Urteil vom 7. Oktober 2020
 
 
I. sozialrechtliche Abteilung
 
Besetzung
 
Bundesrichter Maillard, Präsident,
 
Bundesrichterinnen Heine, Viscione,
 
Gerichtsschreiberin Durizzo.
 
 
Verfahrensbeteiligte
 
A.________,
 
vertreten durch Rechtsanwalt Gabriel Püntener,
 
Beschwerdeführer,
 
gegen
 
IV-Stelle Bern,
 
Scheibenstrasse 70, 3014 Bern,
 
Beschwerdegegnerin.
 
Gegenstand
 
Invalidenversicherung (Invalidenrente),
 
Beschwerde gegen den Entscheid des Verwaltungsgerichts des Kantons Bern vom 3. Juni 2020   (200 19 928 IV).
 
 
Sachverhalt:
 
A. A.________, geboren 1980, war zuletzt bei der B.________ GmbH als Bodenleger beschäftigt.
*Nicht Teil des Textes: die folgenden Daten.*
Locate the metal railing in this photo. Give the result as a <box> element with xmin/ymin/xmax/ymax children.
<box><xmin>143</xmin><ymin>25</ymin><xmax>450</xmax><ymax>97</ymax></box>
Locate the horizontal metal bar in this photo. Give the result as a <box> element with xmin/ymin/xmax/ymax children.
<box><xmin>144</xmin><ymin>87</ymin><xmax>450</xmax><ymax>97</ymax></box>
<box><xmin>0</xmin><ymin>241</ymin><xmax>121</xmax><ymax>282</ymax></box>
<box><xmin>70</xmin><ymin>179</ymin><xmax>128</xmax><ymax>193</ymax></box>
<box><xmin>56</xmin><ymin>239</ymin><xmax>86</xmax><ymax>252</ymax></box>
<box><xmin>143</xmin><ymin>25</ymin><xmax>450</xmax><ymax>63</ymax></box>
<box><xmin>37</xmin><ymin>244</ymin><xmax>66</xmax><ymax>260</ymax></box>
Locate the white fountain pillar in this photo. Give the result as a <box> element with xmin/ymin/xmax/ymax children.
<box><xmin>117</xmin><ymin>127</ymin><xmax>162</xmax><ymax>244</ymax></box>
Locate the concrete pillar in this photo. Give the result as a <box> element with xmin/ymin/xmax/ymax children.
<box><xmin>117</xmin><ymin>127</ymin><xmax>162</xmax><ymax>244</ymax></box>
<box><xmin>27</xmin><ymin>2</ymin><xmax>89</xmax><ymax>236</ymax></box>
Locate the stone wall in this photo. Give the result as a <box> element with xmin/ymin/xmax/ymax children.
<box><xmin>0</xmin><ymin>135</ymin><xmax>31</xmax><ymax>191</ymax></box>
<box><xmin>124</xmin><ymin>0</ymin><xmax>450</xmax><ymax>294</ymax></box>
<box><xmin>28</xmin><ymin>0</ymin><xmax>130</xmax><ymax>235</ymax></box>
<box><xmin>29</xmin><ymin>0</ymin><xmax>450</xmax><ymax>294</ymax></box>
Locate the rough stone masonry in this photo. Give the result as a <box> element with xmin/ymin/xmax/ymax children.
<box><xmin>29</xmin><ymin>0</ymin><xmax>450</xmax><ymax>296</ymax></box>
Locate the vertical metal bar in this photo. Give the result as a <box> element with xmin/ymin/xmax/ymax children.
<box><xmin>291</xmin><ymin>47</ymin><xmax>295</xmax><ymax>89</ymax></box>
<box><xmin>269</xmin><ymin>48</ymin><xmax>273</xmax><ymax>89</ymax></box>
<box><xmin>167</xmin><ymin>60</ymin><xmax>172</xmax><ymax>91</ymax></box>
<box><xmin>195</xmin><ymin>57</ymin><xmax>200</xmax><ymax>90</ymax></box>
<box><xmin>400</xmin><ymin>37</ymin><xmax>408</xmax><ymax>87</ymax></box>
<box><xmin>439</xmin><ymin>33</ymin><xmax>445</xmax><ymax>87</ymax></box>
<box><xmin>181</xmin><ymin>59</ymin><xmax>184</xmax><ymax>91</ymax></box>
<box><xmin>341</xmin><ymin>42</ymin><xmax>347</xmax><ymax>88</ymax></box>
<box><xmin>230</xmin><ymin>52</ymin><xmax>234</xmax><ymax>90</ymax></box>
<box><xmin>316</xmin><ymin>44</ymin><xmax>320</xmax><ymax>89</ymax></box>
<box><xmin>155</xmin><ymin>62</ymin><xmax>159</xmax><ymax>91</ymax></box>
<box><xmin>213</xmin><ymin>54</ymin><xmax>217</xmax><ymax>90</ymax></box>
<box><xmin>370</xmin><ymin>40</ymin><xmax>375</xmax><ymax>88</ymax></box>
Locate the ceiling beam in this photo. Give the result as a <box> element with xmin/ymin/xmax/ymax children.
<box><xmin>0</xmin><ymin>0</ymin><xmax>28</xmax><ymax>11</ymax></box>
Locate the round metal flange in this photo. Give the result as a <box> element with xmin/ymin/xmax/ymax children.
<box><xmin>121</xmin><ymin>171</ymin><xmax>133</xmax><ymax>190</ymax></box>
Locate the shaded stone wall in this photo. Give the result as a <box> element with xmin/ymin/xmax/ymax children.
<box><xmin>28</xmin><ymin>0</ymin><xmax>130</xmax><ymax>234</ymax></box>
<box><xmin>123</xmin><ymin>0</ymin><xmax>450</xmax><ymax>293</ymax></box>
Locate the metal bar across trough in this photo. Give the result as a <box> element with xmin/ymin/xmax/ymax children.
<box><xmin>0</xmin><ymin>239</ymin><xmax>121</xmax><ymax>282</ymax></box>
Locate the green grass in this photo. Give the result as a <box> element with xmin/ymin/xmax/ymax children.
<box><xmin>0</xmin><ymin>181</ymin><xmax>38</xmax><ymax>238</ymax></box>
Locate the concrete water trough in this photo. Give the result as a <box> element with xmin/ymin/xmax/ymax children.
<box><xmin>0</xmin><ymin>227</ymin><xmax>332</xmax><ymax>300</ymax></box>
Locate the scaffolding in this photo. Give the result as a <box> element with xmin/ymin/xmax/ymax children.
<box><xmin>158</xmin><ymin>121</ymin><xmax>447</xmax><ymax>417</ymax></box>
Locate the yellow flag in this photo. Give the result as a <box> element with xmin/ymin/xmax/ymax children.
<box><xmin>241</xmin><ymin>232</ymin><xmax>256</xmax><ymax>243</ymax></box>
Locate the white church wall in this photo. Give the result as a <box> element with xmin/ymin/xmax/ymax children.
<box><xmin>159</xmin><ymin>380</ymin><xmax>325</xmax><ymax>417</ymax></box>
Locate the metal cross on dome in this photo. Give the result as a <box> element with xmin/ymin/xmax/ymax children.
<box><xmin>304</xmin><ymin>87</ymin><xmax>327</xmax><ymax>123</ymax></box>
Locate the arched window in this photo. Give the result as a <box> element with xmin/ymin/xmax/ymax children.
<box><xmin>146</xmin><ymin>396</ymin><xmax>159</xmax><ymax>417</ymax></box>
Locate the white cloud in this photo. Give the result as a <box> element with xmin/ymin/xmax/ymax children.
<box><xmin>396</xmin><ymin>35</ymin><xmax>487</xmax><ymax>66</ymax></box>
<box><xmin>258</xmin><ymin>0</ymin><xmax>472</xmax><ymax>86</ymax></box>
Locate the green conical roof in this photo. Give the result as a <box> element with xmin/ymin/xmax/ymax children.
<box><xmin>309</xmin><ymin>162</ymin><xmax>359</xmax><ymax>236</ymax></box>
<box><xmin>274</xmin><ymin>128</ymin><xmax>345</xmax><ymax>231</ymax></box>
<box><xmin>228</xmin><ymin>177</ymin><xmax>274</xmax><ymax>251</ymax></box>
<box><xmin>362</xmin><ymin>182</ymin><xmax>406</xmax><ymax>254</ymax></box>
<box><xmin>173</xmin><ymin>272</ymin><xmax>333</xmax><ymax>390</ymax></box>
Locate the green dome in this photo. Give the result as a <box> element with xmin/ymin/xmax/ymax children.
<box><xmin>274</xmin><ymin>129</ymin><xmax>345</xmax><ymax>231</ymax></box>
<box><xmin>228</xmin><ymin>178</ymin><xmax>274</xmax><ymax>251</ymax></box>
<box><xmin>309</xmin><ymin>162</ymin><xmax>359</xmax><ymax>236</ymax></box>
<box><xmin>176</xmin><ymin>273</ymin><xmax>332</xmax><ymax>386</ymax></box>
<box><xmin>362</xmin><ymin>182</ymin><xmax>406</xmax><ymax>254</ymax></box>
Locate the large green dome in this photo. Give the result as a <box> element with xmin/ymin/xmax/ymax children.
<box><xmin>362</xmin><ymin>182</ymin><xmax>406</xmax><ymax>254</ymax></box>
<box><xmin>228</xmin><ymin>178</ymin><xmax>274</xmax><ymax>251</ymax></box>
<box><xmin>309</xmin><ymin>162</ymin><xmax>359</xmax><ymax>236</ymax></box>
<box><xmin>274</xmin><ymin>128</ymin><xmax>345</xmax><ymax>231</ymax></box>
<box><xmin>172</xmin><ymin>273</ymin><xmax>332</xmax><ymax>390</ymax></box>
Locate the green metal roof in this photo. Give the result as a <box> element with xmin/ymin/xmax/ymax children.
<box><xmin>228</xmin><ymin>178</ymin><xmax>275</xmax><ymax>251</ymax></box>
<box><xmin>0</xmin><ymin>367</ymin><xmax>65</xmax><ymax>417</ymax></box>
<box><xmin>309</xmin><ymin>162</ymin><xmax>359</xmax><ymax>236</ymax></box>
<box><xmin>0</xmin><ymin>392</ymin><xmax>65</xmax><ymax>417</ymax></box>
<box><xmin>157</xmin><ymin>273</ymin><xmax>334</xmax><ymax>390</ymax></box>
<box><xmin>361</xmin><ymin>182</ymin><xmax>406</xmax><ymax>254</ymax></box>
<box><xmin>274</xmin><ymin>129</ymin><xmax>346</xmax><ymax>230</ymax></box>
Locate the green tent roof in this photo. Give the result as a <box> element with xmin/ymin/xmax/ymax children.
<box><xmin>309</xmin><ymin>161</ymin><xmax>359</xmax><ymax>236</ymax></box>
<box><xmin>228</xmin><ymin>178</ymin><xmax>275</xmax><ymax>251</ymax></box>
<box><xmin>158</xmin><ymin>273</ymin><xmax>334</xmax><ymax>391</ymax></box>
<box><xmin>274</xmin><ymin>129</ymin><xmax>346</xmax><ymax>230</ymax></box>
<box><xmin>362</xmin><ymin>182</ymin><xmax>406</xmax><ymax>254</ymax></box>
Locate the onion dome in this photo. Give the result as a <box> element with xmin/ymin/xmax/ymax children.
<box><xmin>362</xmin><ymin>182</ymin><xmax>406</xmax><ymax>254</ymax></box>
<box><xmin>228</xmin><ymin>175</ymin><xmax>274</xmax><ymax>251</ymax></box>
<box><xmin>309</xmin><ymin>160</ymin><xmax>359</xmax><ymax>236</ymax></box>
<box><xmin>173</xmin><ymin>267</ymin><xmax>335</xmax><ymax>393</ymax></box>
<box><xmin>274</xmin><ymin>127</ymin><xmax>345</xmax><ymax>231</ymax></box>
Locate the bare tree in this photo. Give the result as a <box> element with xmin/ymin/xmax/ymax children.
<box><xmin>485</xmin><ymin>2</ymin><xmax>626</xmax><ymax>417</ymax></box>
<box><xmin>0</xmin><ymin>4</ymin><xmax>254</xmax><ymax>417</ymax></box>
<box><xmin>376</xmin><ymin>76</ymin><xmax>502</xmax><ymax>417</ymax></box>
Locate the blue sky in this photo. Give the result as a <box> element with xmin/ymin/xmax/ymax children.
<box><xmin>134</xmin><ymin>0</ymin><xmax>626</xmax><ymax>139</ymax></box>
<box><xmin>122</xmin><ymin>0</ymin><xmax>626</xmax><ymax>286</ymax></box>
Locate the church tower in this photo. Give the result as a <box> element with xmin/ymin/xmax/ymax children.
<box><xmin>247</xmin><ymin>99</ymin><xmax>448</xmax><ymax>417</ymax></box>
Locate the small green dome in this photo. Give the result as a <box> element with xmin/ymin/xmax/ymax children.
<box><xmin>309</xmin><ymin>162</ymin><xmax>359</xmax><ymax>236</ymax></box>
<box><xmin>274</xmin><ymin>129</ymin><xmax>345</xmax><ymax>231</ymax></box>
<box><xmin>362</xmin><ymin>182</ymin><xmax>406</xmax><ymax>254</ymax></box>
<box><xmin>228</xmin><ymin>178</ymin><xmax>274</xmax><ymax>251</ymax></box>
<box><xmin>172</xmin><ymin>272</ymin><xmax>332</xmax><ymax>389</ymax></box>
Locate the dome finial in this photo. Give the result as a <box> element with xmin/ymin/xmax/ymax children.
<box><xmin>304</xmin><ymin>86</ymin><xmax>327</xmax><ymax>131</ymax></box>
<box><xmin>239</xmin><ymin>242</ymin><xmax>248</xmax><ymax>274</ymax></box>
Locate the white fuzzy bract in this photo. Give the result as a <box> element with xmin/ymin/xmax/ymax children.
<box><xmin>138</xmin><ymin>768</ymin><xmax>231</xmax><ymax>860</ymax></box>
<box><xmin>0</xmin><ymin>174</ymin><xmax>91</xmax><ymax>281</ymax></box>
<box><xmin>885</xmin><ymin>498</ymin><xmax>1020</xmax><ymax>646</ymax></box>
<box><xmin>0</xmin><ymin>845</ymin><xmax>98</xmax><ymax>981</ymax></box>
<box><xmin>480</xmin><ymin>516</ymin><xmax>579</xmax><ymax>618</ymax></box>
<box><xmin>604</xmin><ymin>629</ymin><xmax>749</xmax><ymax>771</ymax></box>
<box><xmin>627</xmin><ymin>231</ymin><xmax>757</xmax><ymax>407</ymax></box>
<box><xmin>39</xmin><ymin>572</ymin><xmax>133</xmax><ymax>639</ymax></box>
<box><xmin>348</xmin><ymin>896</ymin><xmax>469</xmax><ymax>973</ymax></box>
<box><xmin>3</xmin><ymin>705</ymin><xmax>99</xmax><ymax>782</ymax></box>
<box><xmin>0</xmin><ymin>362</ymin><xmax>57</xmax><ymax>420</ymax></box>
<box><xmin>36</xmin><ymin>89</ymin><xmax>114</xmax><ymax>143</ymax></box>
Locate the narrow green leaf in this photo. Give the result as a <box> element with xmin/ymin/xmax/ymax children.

Im Juni 2018 meldete er sich unter Hinweis auf psychische Beschwerden mit vollständiger Arbeitsunfähigkeit seit Januar 2017 bei der Invalidenversicherung zum Leistungsbezug an. Gemäss den Berichten des behandelnden Psychiaters Dr. med. C.________, sowie des Hausarztes D.________, praktischer Arzt für Allgemeine Medizin FMH, musste sich A.________ nach einem Autounfall im Februar 2006 einer Amputation des rechten Fusses unterziehen und litt danach unter einer posttraumatischen Belastungsstörung (PTBS) sowie Depressionen. Die IV-Stelle Bern holte ein Gutachten der Medizinischen Abklärungsstelle MEDAS ABI (Ärztliches Begutachtungsinstitut), Basel, vom 8. Juli 2019 mit orthopädischer und psychiatrischer Abklärung ein. Gestützt darauf lehnte sie den Anspruch auf eine Invalidenrente mit Verfügung vom 8. November 2019 ab.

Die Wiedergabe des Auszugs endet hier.